Nurse claims resignation was misdiagnosed

Nurse resigned from hospital to take a temporary position under the impression she could still work there on a casual basis

This instalment of You Make the Call features a dispute between a nurse who was looking to take on a temporary position and the hospital that believed she resigned from her regular position.

Helen Lukianchuk was working in a full-time nurse position in the operating room (OR) at Woodstock General Hospital in Woodstock, Ont., when she applied for a job share position in the hospital’s obstetrics unit. She got the job in September 2005 and she left her OR position to take the new job, which was a part-time position in which she shared duties with another nurse. The two of them divided the hours of work between themselves on their own. She told her manager in the OR she would be available to work some casual shifts in the OR and subsequently did so occasionally.

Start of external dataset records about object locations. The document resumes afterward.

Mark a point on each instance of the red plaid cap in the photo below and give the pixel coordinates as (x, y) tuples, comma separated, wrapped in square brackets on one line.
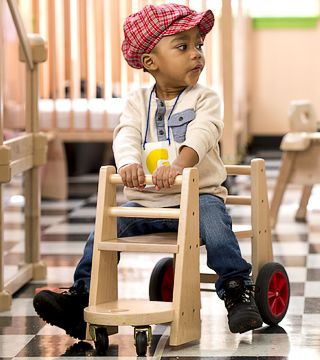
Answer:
[(144, 29)]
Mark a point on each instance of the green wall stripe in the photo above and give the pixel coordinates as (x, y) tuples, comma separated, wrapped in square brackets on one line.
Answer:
[(285, 22)]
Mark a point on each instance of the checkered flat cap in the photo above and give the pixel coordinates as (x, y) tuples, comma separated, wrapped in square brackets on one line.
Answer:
[(144, 29)]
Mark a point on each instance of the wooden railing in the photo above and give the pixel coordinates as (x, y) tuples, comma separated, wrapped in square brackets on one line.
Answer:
[(85, 62), (23, 155)]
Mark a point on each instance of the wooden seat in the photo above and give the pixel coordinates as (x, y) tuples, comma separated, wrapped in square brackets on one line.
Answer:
[(300, 163), (183, 312)]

In January 2007, Lukianchuk was offered a temporary position with the local public health unit from February to October 2007. The work was related to her job in the obstetrics unit and she felt the experience would increase her knowledge and skills. Lukianchuk asked for a leave of absence but it was denied. Her manager told her she had a choice to quit her position or “go casual.” Lukianchuk took this to mean if she resigned her job share she would have a casual position, which would give her time to work in the temporary job.

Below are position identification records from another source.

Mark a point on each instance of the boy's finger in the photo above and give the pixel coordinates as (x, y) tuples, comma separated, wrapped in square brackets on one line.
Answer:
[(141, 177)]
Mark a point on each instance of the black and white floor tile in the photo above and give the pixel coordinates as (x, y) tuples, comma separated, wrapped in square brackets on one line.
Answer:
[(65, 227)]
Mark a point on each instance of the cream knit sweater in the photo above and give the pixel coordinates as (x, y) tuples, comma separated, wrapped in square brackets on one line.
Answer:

Lukianchuk decided to “go casual” and submitted a letter of resignation from her job share position, effective April 3, 2007. She wrote in the letter that she “would like to remain on staff on a casual basis.” On April 1, her manager told her at a meeting she wasn’t sure if Lukianchuk could remain as a casual nurse in the unit. However, Lukianchuk wasn’t worried because she still had her casual work in the OR and scheduled a shift in the OR for April 21.

Lukianchuk heard nothing more on the matter until April 11, when she received a letter from the hospital saying her request to remain on casual status was denied and her employment ended as of April 3. Shocked, she called the manager of human resources, who told her there was no casual position in obstetrics. When told of Lukianchuk’s OR shift for April 21, the HR manager checked into it and later told her the resignation stood. Lukianchuk said if she couldn’t be a casual nurse she wanted her job share position back, but the HR manager said she wasn’t allowed to rescind her resignation. She was also told employees could only transfer down to casual status with managerial approval.
You Make the Call

Should Lukianchuk’s resignation stand?
OR
Was she misled and should be allowed to revoke her resignation?

If you said she should be able to revoke her resignation, you’re right. The board found Lukianchuk chose to resign from her obstetrics job share position with the belief she would still be employed at the hospital as a casual nurse. If that belief was mistaken, it was because she had been misled and it had been presented to her as a choice.

The board found once Lukianchuk discovered she wouldn’t be able to work as a casual nurse, she made it clear she didn’t want to resign her share time position. She also said in her letter of resignation she wanted to stay at the hospital as a casual nurse. Since she was still receiving occasional shifts in the OR, she believed she still had that casual position. Her actions and the fact she had scheduled an OR shift for April 21 indicated she didn’t intend to end her employment relationship with the hospital.

“Her true intention was to resign from her obstetrics job share position, but to remain as a casual nurse, a status she believed she had,” the board said.

The board found the hospital breached the collective agreement by deeming Lukianchuk’s letter as an “absolute resignation in the face of her immediate protestation.”

The hospital was ordered to reinstate Lukianchuk to the obstetrics job share position and compensate her for any losses. See O.N.A. v. Woodstock General Hospital, 2007 CarswellOnt 9311 (Ont. Arb. Bd.).